The Engineering Trade-Off
Self-hosting trades money for attention. The cost savings are real, but so is the operational overhead:
What you gain:
- Fixed, predictable costs regardless of usage volume
- Complete data ownership — nothing leaves your network
- No vendor lock-in — every component is swappable
- No rate limits, usage caps, or surprise billing
- Full control over model versions, configurations, and update timing
What you accept:
- Server maintenance (updates, security patches, disk management)
- Incident response (the December crash at 3 AM is your problem)
- Capacity planning (you size the hardware, not the cloud provider)
- Model management (you choose and update models yourself)
The overhead is manageable for teams with basic Linux operations skills. It's prohibitive for teams that have never SSH'd into a server. Be honest about your team's capabilities before committing.
Architecture Principles
Three principles guide effective self-hosted AI infrastructure:
Separate compute concerns. Operations services (project management, automation, monitoring) need stable, predictable resources. AI inference is CPU-hungry and bursty. Run them on separate hardware. The cost of a second server is less than the cost of one resource contention incident.
Private by default. Every admin interface, AI endpoint, and internal service should be private-network-only. Use a mesh VPN (like Tailscale) for encrypted, zero-config connectivity between all nodes. Only expose what must be public, behind a CDN with DDoS protection.
Proxy everything. Put an OpenAI-compatible proxy between your applications and your models. This gives you one integration point for all AI capabilities, the ability to swap backends without code changes, and a single place to add logging, rate limiting, and cost tracking.
The Decision Framework
Choose self-hosted when:
- Monthly inference volume exceeds 5,000 requests
- Workloads are predictable (not spiky)
- Data sensitivity requires on-premises processing
- Your team can maintain Linux servers
- You want to eliminate variable AI costs entirely
Choose cloud APIs when:
- You need frontier-model reasoning (GPT-4, Claude, Gemini class)

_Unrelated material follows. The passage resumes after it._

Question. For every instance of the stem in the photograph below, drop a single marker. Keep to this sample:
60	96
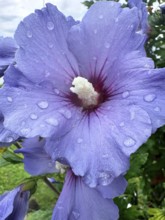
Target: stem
51	186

- Workloads are unpredictable or bursty
- Your team lacks operations experience
- Time-to-market matters more than unit economics
- You're still validating whether AI adds value for this use case
The most effective architectures use both: self-hosted infrastructure for the 80% of workloads where open-source models suffice, cloud APIs for the 20% where frontier capabilities are required.